Getting Started: Building Scientific Agents
Production scientific agents need two capabilities:
- Intelligence — LLM-powered reasoning, tool calling, and decision making
- Distribution — Running across machines, institutions, and federated infrastructure
No single framework does both well. That’s why we use two complementary frameworks:
| Framework | What It Does | Strengths |
|---|---|---|
| LangGraph | LLM reasoning and tool orchestration | ReAct patterns, state management, tool calling |
| Academy | Distributed agent execution | Cross-machine messaging, federation, HPC integration |
Learning Path
This guide walks you through both frameworks, building toward production agents:
| Stage | Guide | What You Learn |
|---|---|---|
| 1 | LLM Agents | Build agents that reason and call tools (LangGraph) |
| 2 | Distributed Agents | Run agents across machines (Academy) |
| 3 | Production Agents | Combine LangGraph + Academy for real deployments |
Time investment: Each stage builds on the previous. Plan to work through them in order.
Stage 1: LLM Agents (LangGraph)
Learn to build agents that can reason and use tools.
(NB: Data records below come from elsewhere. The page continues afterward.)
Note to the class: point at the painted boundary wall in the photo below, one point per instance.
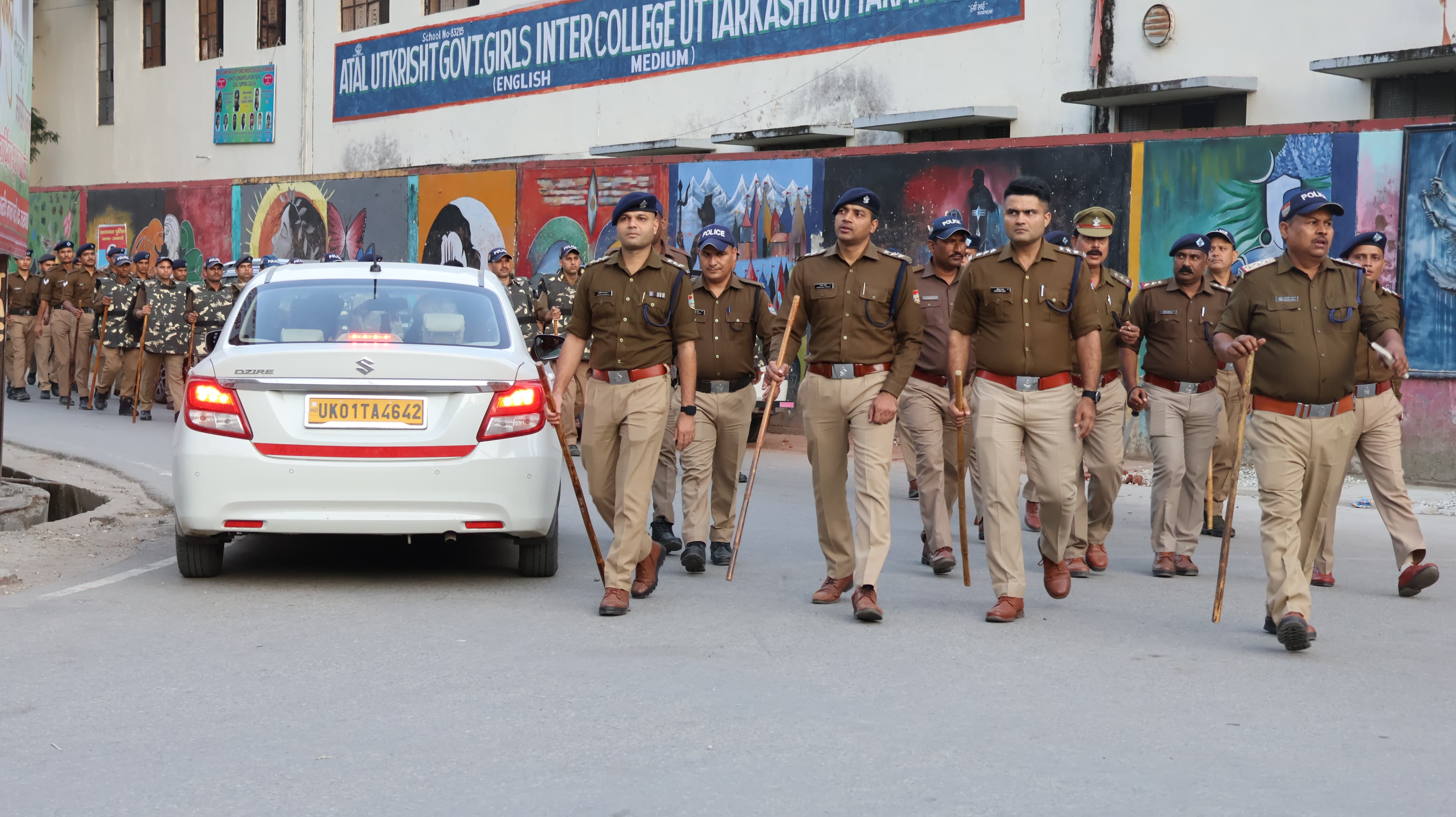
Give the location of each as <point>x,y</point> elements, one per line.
<point>1398,177</point>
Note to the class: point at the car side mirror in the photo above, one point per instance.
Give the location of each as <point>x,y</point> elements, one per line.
<point>548,347</point>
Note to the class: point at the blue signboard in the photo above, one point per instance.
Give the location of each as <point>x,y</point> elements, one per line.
<point>580,43</point>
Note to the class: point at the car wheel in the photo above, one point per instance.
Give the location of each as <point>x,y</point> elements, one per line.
<point>539,552</point>
<point>200,557</point>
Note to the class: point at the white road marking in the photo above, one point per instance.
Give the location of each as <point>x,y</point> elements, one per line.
<point>111,579</point>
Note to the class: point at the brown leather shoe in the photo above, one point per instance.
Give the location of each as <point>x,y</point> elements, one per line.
<point>1034,516</point>
<point>1056,579</point>
<point>867,606</point>
<point>1007,611</point>
<point>1164,564</point>
<point>1183,566</point>
<point>832,589</point>
<point>614,602</point>
<point>645,580</point>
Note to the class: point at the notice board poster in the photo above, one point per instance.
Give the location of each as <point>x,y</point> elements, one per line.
<point>242,105</point>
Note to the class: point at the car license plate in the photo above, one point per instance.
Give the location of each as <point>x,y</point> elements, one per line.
<point>343,411</point>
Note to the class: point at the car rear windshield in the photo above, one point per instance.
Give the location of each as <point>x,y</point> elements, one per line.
<point>370,311</point>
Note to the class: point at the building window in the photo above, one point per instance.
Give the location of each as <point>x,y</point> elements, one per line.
<point>209,30</point>
<point>1420,95</point>
<point>105,89</point>
<point>153,34</point>
<point>434,6</point>
<point>1218,113</point>
<point>360,14</point>
<point>270,24</point>
<point>990,130</point>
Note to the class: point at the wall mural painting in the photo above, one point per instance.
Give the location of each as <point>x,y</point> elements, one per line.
<point>465,216</point>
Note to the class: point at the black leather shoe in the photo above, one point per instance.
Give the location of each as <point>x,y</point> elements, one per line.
<point>694,557</point>
<point>665,536</point>
<point>723,554</point>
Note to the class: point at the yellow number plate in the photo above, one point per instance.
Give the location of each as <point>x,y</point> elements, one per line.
<point>366,413</point>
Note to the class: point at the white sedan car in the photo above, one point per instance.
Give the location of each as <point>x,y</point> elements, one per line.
<point>372,400</point>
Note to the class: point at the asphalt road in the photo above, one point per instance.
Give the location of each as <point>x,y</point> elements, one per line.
<point>365,676</point>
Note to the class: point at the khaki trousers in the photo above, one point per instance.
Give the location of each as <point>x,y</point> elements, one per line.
<point>1103,456</point>
<point>711,465</point>
<point>1181,430</point>
<point>1378,439</point>
<point>836,413</point>
<point>573,400</point>
<point>665,481</point>
<point>119,369</point>
<point>1301,464</point>
<point>928,445</point>
<point>1007,421</point>
<point>20,344</point>
<point>150,369</point>
<point>1225,459</point>
<point>621,435</point>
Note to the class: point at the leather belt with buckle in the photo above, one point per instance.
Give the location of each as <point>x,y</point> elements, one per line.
<point>1372,389</point>
<point>847,371</point>
<point>1305,411</point>
<point>1181,387</point>
<point>624,376</point>
<point>724,387</point>
<point>1026,383</point>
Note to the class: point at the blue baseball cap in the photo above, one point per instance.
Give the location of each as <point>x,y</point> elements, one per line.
<point>717,237</point>
<point>860,197</point>
<point>1191,241</point>
<point>637,202</point>
<point>1301,202</point>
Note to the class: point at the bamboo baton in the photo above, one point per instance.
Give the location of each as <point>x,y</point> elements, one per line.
<point>758,446</point>
<point>960,481</point>
<point>1234,493</point>
<point>576,481</point>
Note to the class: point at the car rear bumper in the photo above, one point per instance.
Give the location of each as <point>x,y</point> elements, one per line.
<point>514,483</point>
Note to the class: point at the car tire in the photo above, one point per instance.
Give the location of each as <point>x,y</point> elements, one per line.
<point>200,557</point>
<point>539,554</point>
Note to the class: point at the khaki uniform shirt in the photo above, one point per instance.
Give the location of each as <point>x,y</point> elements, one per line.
<point>1013,314</point>
<point>849,311</point>
<point>628,318</point>
<point>727,328</point>
<point>1178,330</point>
<point>1308,357</point>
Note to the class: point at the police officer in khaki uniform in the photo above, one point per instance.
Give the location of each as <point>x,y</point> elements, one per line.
<point>926,427</point>
<point>1305,314</point>
<point>634,308</point>
<point>1177,318</point>
<point>1024,305</point>
<point>1222,254</point>
<point>857,303</point>
<point>733,315</point>
<point>1378,441</point>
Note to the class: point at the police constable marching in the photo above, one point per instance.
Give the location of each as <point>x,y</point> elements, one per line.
<point>1024,305</point>
<point>864,341</point>
<point>632,305</point>
<point>1378,439</point>
<point>1180,394</point>
<point>1305,314</point>
<point>732,315</point>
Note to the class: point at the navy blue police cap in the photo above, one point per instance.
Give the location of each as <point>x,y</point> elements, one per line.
<point>860,197</point>
<point>1191,241</point>
<point>1372,239</point>
<point>637,203</point>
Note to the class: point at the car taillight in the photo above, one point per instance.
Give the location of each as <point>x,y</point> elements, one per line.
<point>516,411</point>
<point>215,410</point>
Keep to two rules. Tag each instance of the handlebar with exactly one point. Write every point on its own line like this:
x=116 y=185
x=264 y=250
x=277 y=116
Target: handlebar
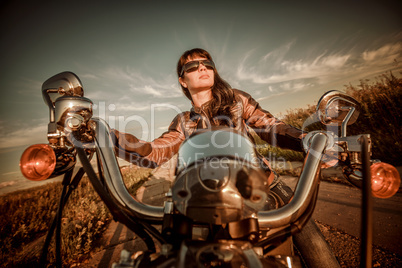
x=304 y=191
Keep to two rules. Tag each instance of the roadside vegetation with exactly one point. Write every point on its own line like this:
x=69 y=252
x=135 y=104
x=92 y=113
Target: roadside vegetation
x=26 y=215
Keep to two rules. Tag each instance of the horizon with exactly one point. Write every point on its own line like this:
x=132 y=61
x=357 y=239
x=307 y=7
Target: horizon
x=286 y=55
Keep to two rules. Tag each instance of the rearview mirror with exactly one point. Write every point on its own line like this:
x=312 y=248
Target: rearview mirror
x=337 y=108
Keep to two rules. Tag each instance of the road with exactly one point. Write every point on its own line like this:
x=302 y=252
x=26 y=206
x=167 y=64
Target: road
x=339 y=206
from langchain_openai import ChatOpenAI
from langgraph.prebuilt import create_react_agent
@tool
def calculate(expression: str) -> str:
"""Evaluate a math expression."""
return str(eval(expression))
llm = ChatOpenAI(model="gpt-4o-mini")
agent = create_react_agent(llm, [calculate])
agent.invoke({"messages": [HumanMessage(content="What is 347 * 892?")]})
Key concepts: Tools, ReAct loop, state graphs, memory
Stage 2: Distributed Agents (Academy)
Learn to run agents across machines and pass messages between them.
from academy.agent import Agent, action
from academy.manager import Manager
class ComputeAgent(Agent):
@action
async def run_simulation(self, params: dict) -> dict:
# Could run on HPC, lab instrument, cloud...
return {"energy": -127.5, "status": "completed"}
async with await Manager.from_exchange_factory(factory) as manager:
compute = await manager.launch(ComputeAgent)
result = await compute.run_simulation({"temp": 300})
Key concepts: Agent classes, @action methods, Handles, Manager
Stage 3: Production Agents (LangGraph + Academy)
Combine both: LLM reasoning inside distributed Academy agents.
class ResearchAgent(Agent):
"""Academy agent with LangGraph intelligence."""
@action
async def research(self, task: str) -> dict:
# LangGraph handles reasoning
result = self._langgraph_agent.invoke({
"messages": [HumanMessage(content=task)]
})
return {"findings": result["messages"][-1].content}
Key patterns:
- Academy handles distribution, messaging, federation
- LangGraph handles LLM reasoning inside each agent
- Same code runs locally or across DOE infrastructure
Quick Decision Guide
“I just want to experiment with LLM agents locally” → Start with Stage 1 (LangGraph only)
“I need agents on HPC/federated infrastructure but no LLM yet” → Start with Stage 2 (Academy only)
“I need LLM-powered agents on DOE infrastructure” → Work through all three stages, ending with Stage 3
Examples by Stage
| Stage | Examples | Pattern |
|---|---|---|
| 1 | Calculator, RAG, Database, API | LangGraph tools |
| 1 | Conversation, LangGraph Pipeline | LangGraph state |
| 2 | AcademyBasic, RemoteTools | Academy messaging |
| 2 | Persistent, Federated | Academy patterns |
| 3 | Hybrid | LangGraph + Academy |
| 3 | HPC Job, CharacterizeChemicals | Production deployment |
Prerequisites
- Python 3.10+
- For Stage 1:
pip install langchain langchain-openai langgraph - For Stage 2:
pip install academy-py - For Stage 3: Both of the above
LLM access: Examples support OpenAI, Ollama, and FIRST backends. See LLM Configuration for setup. All examples include mock mode for testing without API keys.